Aqui não se requer a mediação de nenhuma “species”: basta a presença da alma a si mesma: “pelo fato de a sua essência lhe estar presente, a alma tem a possibilidade de passar ao conhecimento de si”. Assim como aquele que tem o hábito de uma ciência, o matemático, por exemplo, pode imediatamente e por meio de seus recursos próprios passar ao exercício do seu saber, assim também a alma pode produzir o conhecimento de si.
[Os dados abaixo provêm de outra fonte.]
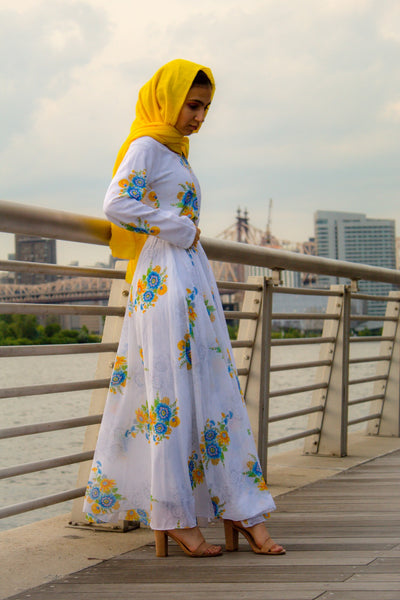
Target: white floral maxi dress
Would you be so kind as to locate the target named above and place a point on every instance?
(175, 447)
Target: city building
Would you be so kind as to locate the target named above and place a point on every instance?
(34, 249)
(354, 237)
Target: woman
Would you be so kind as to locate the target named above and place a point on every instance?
(175, 448)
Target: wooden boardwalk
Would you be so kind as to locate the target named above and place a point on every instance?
(343, 540)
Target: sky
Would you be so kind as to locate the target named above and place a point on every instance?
(306, 110)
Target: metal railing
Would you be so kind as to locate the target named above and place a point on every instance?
(328, 395)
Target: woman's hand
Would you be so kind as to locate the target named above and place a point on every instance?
(196, 237)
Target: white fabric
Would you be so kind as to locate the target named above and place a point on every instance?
(175, 447)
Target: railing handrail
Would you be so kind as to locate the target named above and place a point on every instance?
(50, 223)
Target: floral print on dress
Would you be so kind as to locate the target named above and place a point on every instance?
(216, 348)
(157, 422)
(191, 252)
(185, 354)
(210, 308)
(218, 506)
(255, 472)
(149, 287)
(141, 227)
(215, 440)
(152, 199)
(196, 470)
(101, 494)
(134, 186)
(188, 201)
(138, 515)
(119, 375)
(190, 296)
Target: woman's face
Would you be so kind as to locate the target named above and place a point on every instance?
(194, 109)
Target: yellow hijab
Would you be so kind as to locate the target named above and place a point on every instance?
(157, 110)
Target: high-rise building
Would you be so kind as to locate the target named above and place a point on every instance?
(34, 249)
(354, 237)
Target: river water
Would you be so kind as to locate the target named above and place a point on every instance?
(37, 370)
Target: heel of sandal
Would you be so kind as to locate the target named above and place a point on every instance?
(231, 536)
(161, 538)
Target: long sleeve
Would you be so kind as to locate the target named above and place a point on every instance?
(131, 200)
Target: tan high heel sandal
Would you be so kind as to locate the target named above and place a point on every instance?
(232, 531)
(202, 551)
Qual é exatamente a dimensão desta afirmação? Apressemo-nos em afastar uma interpretação que seria errada. O conhecimento habitual, de que aqui se trata, não é de modo algum atual, nem consciente. Nada tem a ver com esta percepção surda e contínua de si que acompanha toda a nossa vida psíquica. Estamos presentemente ao nível das estruturas profundas da alma. Aqui não se duvida que o Doutor angélico tenha querido aproximar o conhecimento humano do conhecimento dos espíritos puros. De si a alma espiritual é inteligível; por outro lado, está evidentemente presente a si mesma enquanto inteligente; há, pois, radicalmente tudo o que é preciso para justificar um ato de conhecimento de si mesma. Mas as necessidades preliminares do conhecimento abstrativo fazem obstáculo à realização atual, imediata e permanente, deste estado latente de conhecimento de si.
Existe, na presente condição de união com um corpo, uma atuação possível deste conhecimento habitual? Ou se deve reconhecer que o conhecimento atual, do qual anteriormente se falou, não é senão uma atuação parcial e derivada do dito conhecimento habitual? Tomás de Aquino não é explícito sobre estes pontos. As respostas a várias dificuldades do artigo (notadamente: ad 1 in contrarium) sugerem-nos, contudo, que o conhecimento atual, embora só relativo à existência e não à essência da alma, está no prolongamento do conhecimento habitual: “a alma intelectiva conhece-se a si mesma pelo fato de existir nesta alma o que é preciso para que possa passar ao ato de se conhecer atualmente, percebendo que existe”.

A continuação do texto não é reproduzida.